– Почему это мы им должны дарить рубль? – возмутилась госпожа Круминь и перешла на немецкий: – Если господин Краузе не заплатит рубль за убытки, весь квартал об этом узнает! Из-за одного рубля будет позора на сто рублей!
В том, что сердитая женщина с метлой способна ради великой цели обойти всех соседок и приятельниц, почтенное семейство ни секунды не сомневалось. И только папаша, выдавая рубль, проворчал, что эти латыши больно много воли взяли, давно их на баронскую конюшню не приглашали…
– Что? – спросила госпожа Круминь и поудобнее взяла метлу.
Спросила она по-латышски, но по-особому. В этом языке «о» выговаривалось скорее как «уо», и обычно это «у» проскальзывало не звуком, а скорее намеком на звук. Но если человек, спрашивая, отчетливо делил «уо» на «у» и «о», это означало сильное недовольство. Латышское «ko?», прозвучавшее как «ku-o?!», было угрожающим.
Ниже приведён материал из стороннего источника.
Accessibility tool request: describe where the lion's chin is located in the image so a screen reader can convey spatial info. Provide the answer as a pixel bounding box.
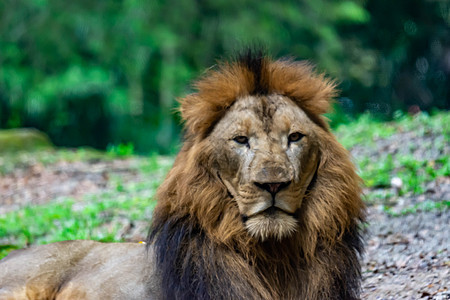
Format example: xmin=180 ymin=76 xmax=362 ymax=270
xmin=245 ymin=211 xmax=298 ymax=241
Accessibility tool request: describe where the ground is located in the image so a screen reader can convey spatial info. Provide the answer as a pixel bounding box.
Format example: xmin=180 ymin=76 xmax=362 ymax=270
xmin=0 ymin=113 xmax=450 ymax=299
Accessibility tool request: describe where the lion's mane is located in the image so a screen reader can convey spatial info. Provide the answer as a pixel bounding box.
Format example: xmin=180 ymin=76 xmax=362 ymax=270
xmin=148 ymin=51 xmax=364 ymax=299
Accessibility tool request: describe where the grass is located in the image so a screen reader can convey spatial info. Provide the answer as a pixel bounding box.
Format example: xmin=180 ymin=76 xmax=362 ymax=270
xmin=0 ymin=150 xmax=172 ymax=258
xmin=336 ymin=112 xmax=450 ymax=195
xmin=0 ymin=112 xmax=450 ymax=258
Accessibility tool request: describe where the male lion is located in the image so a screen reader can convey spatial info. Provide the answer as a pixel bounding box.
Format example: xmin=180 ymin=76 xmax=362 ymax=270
xmin=0 ymin=52 xmax=364 ymax=299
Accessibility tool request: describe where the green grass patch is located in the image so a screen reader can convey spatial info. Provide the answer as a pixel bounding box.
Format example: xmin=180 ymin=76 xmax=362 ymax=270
xmin=336 ymin=112 xmax=450 ymax=195
xmin=0 ymin=154 xmax=173 ymax=258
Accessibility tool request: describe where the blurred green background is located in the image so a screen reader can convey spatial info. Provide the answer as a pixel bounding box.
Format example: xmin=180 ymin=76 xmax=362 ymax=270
xmin=0 ymin=0 xmax=450 ymax=153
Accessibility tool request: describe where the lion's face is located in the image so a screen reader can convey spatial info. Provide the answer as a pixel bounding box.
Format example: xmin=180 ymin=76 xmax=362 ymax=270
xmin=209 ymin=95 xmax=319 ymax=240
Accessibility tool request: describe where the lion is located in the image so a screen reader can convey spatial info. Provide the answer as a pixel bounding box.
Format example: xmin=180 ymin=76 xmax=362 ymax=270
xmin=0 ymin=51 xmax=365 ymax=299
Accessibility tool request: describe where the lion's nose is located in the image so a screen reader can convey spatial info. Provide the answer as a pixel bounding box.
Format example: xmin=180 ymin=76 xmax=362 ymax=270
xmin=255 ymin=181 xmax=291 ymax=196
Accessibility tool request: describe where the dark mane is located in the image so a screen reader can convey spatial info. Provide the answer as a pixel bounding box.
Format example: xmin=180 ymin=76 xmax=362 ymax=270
xmin=237 ymin=48 xmax=270 ymax=95
xmin=147 ymin=50 xmax=364 ymax=299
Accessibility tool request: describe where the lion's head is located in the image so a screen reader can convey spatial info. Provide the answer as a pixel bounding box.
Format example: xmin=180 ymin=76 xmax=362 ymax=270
xmin=149 ymin=53 xmax=364 ymax=299
xmin=208 ymin=94 xmax=319 ymax=240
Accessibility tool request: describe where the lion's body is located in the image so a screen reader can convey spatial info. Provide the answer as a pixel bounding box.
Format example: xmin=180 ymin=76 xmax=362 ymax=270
xmin=0 ymin=241 xmax=160 ymax=300
xmin=0 ymin=50 xmax=364 ymax=299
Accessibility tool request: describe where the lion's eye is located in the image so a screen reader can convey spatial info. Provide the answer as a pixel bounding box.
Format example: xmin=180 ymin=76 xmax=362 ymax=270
xmin=233 ymin=135 xmax=248 ymax=145
xmin=288 ymin=132 xmax=305 ymax=143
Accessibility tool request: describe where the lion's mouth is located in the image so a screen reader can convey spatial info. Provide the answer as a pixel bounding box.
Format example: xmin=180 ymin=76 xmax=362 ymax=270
xmin=241 ymin=205 xmax=297 ymax=223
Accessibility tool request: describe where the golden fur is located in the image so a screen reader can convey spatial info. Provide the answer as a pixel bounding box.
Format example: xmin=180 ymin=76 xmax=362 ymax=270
xmin=149 ymin=53 xmax=364 ymax=299
xmin=0 ymin=52 xmax=364 ymax=300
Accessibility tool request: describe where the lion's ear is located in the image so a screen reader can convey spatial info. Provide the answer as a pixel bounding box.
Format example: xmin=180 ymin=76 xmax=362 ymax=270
xmin=178 ymin=62 xmax=254 ymax=137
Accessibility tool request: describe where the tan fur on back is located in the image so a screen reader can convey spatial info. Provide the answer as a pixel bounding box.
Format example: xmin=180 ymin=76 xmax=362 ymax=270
xmin=0 ymin=52 xmax=364 ymax=299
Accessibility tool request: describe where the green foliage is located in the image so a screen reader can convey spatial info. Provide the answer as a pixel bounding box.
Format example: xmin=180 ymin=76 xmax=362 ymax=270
xmin=106 ymin=143 xmax=134 ymax=157
xmin=0 ymin=0 xmax=449 ymax=153
xmin=336 ymin=112 xmax=450 ymax=195
xmin=0 ymin=151 xmax=172 ymax=258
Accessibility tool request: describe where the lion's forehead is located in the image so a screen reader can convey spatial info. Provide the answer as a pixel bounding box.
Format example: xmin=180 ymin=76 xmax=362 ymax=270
xmin=225 ymin=94 xmax=313 ymax=134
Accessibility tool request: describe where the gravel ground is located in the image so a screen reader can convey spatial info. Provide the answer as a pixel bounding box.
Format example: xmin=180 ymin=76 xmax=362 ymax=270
xmin=0 ymin=119 xmax=450 ymax=299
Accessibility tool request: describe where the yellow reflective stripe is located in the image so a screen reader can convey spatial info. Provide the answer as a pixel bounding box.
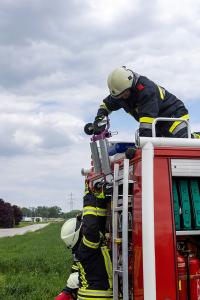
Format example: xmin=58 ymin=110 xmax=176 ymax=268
xmin=83 ymin=236 xmax=100 ymax=249
xmin=77 ymin=294 xmax=113 ymax=300
xmin=97 ymin=207 xmax=107 ymax=217
xmin=157 ymin=85 xmax=165 ymax=100
xmin=72 ymin=265 xmax=79 ymax=271
xmin=77 ymin=262 xmax=88 ymax=289
xmin=101 ymin=247 xmax=112 ymax=289
xmin=83 ymin=206 xmax=97 ymax=217
xmin=169 ymin=115 xmax=189 ymax=133
xmin=95 ymin=192 xmax=105 ymax=199
xmin=139 ymin=117 xmax=155 ymax=124
xmin=78 ymin=287 xmax=113 ymax=299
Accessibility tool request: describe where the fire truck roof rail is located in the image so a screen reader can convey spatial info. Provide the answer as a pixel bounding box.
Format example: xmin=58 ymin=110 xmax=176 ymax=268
xmin=136 ymin=137 xmax=200 ymax=148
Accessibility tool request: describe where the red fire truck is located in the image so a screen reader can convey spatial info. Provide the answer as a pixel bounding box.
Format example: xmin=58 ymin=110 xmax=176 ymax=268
xmin=83 ymin=119 xmax=200 ymax=300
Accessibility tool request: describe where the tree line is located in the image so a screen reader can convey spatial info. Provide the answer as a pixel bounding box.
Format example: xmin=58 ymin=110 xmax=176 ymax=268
xmin=21 ymin=206 xmax=80 ymax=219
xmin=0 ymin=199 xmax=22 ymax=228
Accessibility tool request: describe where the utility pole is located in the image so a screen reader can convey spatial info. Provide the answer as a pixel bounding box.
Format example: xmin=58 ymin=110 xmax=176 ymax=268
xmin=69 ymin=193 xmax=74 ymax=211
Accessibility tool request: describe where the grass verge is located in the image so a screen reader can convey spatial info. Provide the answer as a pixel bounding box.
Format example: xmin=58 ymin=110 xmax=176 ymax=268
xmin=0 ymin=223 xmax=71 ymax=300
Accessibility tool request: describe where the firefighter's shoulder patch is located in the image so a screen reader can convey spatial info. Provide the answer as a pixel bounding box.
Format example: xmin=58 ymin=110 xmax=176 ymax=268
xmin=136 ymin=83 xmax=144 ymax=91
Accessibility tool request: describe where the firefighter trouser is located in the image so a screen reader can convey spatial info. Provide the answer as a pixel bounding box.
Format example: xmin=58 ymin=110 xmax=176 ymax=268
xmin=77 ymin=288 xmax=113 ymax=300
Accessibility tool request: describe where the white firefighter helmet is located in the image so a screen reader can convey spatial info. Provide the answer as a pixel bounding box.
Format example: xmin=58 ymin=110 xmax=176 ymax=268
xmin=107 ymin=67 xmax=133 ymax=98
xmin=61 ymin=218 xmax=81 ymax=249
xmin=67 ymin=272 xmax=79 ymax=289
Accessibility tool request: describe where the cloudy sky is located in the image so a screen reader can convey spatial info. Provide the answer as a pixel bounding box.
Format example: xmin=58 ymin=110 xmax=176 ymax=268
xmin=0 ymin=0 xmax=200 ymax=211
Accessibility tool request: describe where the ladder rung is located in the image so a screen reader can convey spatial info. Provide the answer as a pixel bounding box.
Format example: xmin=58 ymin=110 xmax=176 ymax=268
xmin=114 ymin=176 xmax=134 ymax=183
xmin=114 ymin=238 xmax=122 ymax=244
xmin=114 ymin=206 xmax=123 ymax=212
xmin=114 ymin=269 xmax=123 ymax=274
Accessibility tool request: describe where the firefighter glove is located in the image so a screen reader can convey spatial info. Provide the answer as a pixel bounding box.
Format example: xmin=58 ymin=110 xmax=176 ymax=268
xmin=54 ymin=292 xmax=74 ymax=300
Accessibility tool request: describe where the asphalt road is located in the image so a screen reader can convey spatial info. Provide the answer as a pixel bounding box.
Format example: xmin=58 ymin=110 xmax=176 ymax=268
xmin=0 ymin=223 xmax=49 ymax=238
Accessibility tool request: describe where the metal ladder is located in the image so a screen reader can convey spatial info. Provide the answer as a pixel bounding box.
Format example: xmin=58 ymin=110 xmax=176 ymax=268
xmin=112 ymin=159 xmax=133 ymax=300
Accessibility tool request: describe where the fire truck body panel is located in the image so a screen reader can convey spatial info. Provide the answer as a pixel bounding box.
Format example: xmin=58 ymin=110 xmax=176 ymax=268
xmin=87 ymin=138 xmax=200 ymax=300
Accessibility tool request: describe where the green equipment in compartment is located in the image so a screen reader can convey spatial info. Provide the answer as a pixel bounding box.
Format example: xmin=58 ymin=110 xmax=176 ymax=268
xmin=190 ymin=179 xmax=200 ymax=229
xmin=178 ymin=179 xmax=192 ymax=230
xmin=172 ymin=180 xmax=181 ymax=230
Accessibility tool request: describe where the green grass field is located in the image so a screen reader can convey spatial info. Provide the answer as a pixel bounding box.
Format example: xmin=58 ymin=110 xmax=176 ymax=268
xmin=0 ymin=224 xmax=71 ymax=300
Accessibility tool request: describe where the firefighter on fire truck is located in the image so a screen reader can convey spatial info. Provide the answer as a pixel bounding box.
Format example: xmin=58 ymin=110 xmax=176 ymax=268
xmin=93 ymin=66 xmax=200 ymax=138
xmin=56 ymin=184 xmax=113 ymax=300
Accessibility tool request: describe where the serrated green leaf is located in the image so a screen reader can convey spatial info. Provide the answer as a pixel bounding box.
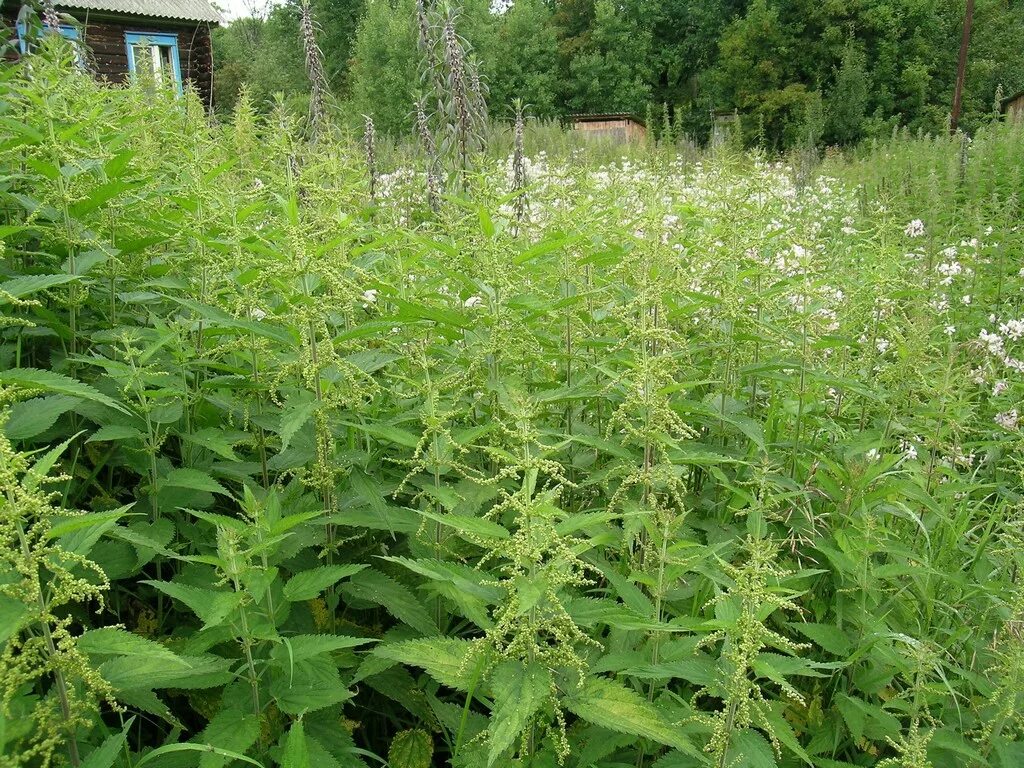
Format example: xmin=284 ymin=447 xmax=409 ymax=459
xmin=81 ymin=717 xmax=135 ymax=768
xmin=419 ymin=510 xmax=512 ymax=541
xmin=787 ymin=622 xmax=853 ymax=657
xmin=487 ymin=662 xmax=551 ymax=768
xmin=140 ymin=581 xmax=243 ymax=630
xmin=0 ymin=595 xmax=29 ymax=648
xmin=0 ymin=368 xmax=129 ymax=414
xmin=387 ymin=728 xmax=434 ymax=768
xmin=281 ymin=718 xmax=311 ymax=768
xmin=160 ymin=467 xmax=230 ymax=496
xmin=372 ymin=638 xmax=474 ymax=691
xmin=563 ymin=677 xmax=700 ymax=755
xmin=77 ymin=627 xmax=188 ymax=669
xmin=3 ymin=394 xmax=82 ymax=440
xmin=342 ymin=569 xmax=438 ymax=635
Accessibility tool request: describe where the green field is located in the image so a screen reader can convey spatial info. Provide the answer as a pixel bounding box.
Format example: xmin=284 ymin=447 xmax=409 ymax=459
xmin=0 ymin=40 xmax=1024 ymax=768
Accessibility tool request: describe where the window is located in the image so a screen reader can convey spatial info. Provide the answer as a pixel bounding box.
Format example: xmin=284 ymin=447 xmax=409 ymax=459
xmin=125 ymin=32 xmax=181 ymax=93
xmin=17 ymin=20 xmax=79 ymax=54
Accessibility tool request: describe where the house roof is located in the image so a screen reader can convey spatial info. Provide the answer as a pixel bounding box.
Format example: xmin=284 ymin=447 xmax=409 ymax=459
xmin=57 ymin=0 xmax=223 ymax=24
xmin=569 ymin=112 xmax=644 ymax=125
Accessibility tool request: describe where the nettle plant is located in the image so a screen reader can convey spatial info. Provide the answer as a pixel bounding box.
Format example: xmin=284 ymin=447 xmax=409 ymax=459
xmin=0 ymin=39 xmax=1024 ymax=768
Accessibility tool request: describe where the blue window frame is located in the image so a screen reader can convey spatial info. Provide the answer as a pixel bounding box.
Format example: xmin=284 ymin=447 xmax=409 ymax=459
xmin=125 ymin=32 xmax=181 ymax=93
xmin=17 ymin=22 xmax=79 ymax=55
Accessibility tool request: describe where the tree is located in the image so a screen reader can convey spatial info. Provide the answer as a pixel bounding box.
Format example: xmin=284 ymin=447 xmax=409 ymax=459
xmin=828 ymin=41 xmax=868 ymax=144
xmin=483 ymin=0 xmax=558 ymax=118
xmin=347 ymin=0 xmax=419 ymax=135
xmin=564 ymin=0 xmax=651 ymax=114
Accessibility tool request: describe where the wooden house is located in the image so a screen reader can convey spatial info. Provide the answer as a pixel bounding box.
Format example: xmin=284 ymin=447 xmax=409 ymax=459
xmin=999 ymin=91 xmax=1024 ymax=120
xmin=0 ymin=0 xmax=221 ymax=106
xmin=572 ymin=113 xmax=647 ymax=141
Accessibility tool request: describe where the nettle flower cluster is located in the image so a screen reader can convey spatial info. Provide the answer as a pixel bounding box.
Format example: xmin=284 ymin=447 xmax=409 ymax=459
xmin=973 ymin=315 xmax=1024 ymax=431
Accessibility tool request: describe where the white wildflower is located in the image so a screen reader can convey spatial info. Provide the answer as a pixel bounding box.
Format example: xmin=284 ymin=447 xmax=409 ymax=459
xmin=995 ymin=409 xmax=1020 ymax=429
xmin=903 ymin=219 xmax=925 ymax=238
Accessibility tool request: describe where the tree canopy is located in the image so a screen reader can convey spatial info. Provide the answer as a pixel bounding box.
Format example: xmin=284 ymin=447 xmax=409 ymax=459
xmin=216 ymin=0 xmax=1024 ymax=148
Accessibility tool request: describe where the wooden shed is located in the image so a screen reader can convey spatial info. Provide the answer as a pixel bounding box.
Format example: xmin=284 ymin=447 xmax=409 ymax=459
xmin=999 ymin=91 xmax=1024 ymax=120
xmin=0 ymin=0 xmax=221 ymax=108
xmin=572 ymin=113 xmax=647 ymax=141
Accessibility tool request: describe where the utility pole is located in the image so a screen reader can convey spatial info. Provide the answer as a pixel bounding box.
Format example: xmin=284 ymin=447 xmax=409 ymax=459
xmin=949 ymin=0 xmax=974 ymax=133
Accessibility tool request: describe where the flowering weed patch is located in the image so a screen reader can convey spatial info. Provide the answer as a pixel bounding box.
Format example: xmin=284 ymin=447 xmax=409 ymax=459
xmin=0 ymin=43 xmax=1024 ymax=768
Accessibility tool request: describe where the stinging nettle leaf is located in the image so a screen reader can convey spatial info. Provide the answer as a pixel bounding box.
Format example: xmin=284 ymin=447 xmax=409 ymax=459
xmin=487 ymin=662 xmax=551 ymax=768
xmin=285 ymin=563 xmax=368 ymax=602
xmin=0 ymin=368 xmax=129 ymax=414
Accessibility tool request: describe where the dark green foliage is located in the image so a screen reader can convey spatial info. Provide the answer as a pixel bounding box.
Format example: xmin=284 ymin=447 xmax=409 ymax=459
xmin=216 ymin=0 xmax=1024 ymax=148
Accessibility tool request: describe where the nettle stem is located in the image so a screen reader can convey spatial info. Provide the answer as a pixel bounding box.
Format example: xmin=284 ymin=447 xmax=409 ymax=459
xmin=14 ymin=518 xmax=82 ymax=768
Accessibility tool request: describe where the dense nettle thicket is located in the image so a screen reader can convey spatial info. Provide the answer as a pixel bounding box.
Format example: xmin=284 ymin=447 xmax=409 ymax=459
xmin=215 ymin=0 xmax=1024 ymax=150
xmin=0 ymin=37 xmax=1024 ymax=768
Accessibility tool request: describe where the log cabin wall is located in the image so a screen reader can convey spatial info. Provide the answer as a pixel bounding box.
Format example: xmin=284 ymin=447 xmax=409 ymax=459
xmin=3 ymin=4 xmax=213 ymax=109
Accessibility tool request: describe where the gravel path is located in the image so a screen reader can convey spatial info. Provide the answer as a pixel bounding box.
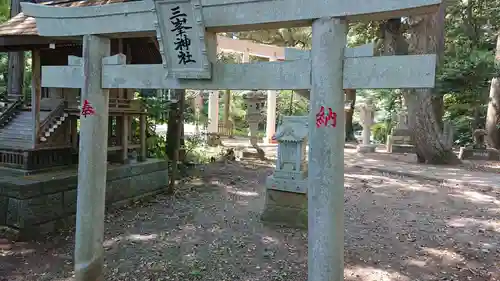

Семейство Краузе впопыхах оделось и отбыло, швырнув рубль на столик с альбомами.
– И это только начало дня, – философски заметил Лабрюйер.
Мелодичный звон дверного колокольчика сообщил о новых клиентах. Вошли две девушки в модных коротких, по колено, пальто с большими меховыми воротниками, в хорошеньких меховых шапочках.
– Можно нам сняться на маленькие карточки? – спросила по-немецки одна, румяная блондинка.
– Да, прошу вас, разрешите вам помочь, – ответил Лабрюйер, и девушка позволила ему принять на руки скинутое ею пальто. Вторая, темненькая, подошла, с трудом протаскивая сквозь петли огромные меховые пуговицы, и вдруг рядом с ней оказался Хорь. Как чертик из шкатулки, которого стремительно выбрасывает пружина, он подскочил к хорошенькой брюнетке, явно желая помочь ей снять пальто, чтобы при этом самую чуточку приобнять.
– Фрейлен Каролина! – гаркнул Лабрюйер, угадав преступное намерение Хоря. Тот опомнился.
Хорь был молод, в силу ремесла обречен на временный целибат, и потому девичья красота волновала его безмерно. А подружки были действительно хороши, изящны, как фарфоровые статуэтки, и с удивительно гармоничными голосами: у брюнетки голос был пониже, бархатный, а у блондинки – как серебряный колокольчик. Когда они наперебой объясняли, какими должны быть фотокарточки, Лабрюйер просто наслаждался. Он-то знал толк в голосах и мог спорить, что девицы обучаются музыке не приличия ради, потому что девушка на выданье должна уметь оттарабанить на пианино хоть какой-нибудь полонез, а с далеко идущими намерениями.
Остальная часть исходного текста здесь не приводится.